Michelle: When Michelle’s mother tried to bequeath her beloved china set to her, Michelle firmly said no, thank you. The patterned set wasn’t exactly her style, nor did she have room to store it. Years later, after her mother’s death, she found herself unexpectedly nostalgic for her mother’s things—particularly those 12 place settings. Fortunately, this regret has a happy ending: Her brother ended up with the china. And “ever since [he] sent my mother’s dishes to me, I’ve been scouring the Internet as ruthlessly as a Russian hacker, on a quest to replace chipped or misplaced dinner plates, coffee cups, and gravy boats,” she writes in The Design Skeptic: How Nostalgia Made Me Stop Hating My Mother’s China. Michelle now has 16 settings of her mother’s chosen pattern—and counting.

Christmas Lights

Annie: “I think mine would all be practical, not sentimental, things. I tend to go on late-night weeding-out binges, ruthlessly tossing everything from books to clothing. Usually I feel better having been ruthless, and don’t miss what I throw out or donate. (And I’m certainly enjoying the benefits of all of that regular weeding, now that I’m moving.) But a few times I’ve gone too far, thinking, ‘I don’t need Christmas lights right now,’ and throwing them out, only to have to buy them again the following December; or tossing a black sweater I’d tired of but later realized was a good staple item.

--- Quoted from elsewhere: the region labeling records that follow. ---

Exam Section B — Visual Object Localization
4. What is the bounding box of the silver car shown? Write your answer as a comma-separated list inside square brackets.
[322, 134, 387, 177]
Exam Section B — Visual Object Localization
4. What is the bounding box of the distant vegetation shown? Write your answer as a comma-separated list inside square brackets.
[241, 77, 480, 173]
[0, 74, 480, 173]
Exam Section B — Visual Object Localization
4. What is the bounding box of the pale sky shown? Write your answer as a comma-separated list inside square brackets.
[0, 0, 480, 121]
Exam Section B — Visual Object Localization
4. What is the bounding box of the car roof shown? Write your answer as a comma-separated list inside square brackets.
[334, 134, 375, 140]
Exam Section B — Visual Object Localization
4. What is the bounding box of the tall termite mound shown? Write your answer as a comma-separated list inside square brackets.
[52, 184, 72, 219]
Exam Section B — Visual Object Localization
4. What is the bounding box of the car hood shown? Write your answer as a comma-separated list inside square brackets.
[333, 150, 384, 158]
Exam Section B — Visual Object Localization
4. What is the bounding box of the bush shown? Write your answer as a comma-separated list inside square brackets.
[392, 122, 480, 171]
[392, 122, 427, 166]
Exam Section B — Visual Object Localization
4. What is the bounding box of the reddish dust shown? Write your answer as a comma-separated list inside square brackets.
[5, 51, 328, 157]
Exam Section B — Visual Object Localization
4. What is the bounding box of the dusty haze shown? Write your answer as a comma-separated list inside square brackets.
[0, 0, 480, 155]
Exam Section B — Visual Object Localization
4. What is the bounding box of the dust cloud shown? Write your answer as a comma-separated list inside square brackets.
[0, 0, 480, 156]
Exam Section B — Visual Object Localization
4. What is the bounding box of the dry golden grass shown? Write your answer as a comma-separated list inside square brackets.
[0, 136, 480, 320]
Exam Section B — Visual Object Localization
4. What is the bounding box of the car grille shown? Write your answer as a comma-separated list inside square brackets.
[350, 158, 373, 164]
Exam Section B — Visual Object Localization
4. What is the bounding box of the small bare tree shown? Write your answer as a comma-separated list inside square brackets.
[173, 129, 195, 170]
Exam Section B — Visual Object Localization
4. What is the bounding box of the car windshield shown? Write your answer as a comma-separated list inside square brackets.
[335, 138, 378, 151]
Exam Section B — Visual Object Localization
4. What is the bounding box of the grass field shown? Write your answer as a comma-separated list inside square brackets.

As a rule, I don’t believe in keeping something in case it’s needed later or in case my tastes change, but I guess that’s not such a great rule when it comes to seasonal things and basics you might fall back on later.” (For holiday decoration storage solutions, see Holiday Storage: 5 Ways to Store Your Ornaments, From Cheap to Steep.)

Vintage Sweater

Kristina: “I don’t have a decluttering regret (yet!), but I have been on the receiving end of someone else’s. I was gifted a vintage Ralph Lauren sweater during the closet clean-out of a friend of mine. A few months after she gave it to me, I got a frantic text message asking if I still had it and if she could have it back for her kid to wear. It was a near-miss, and she was super grateful she’d given it to me and not a thrift store!” (For ideas on how to organize your kid’s hand-me-downs, see How to Organize, Store, and Keep Track of Hand-Me-Downs.)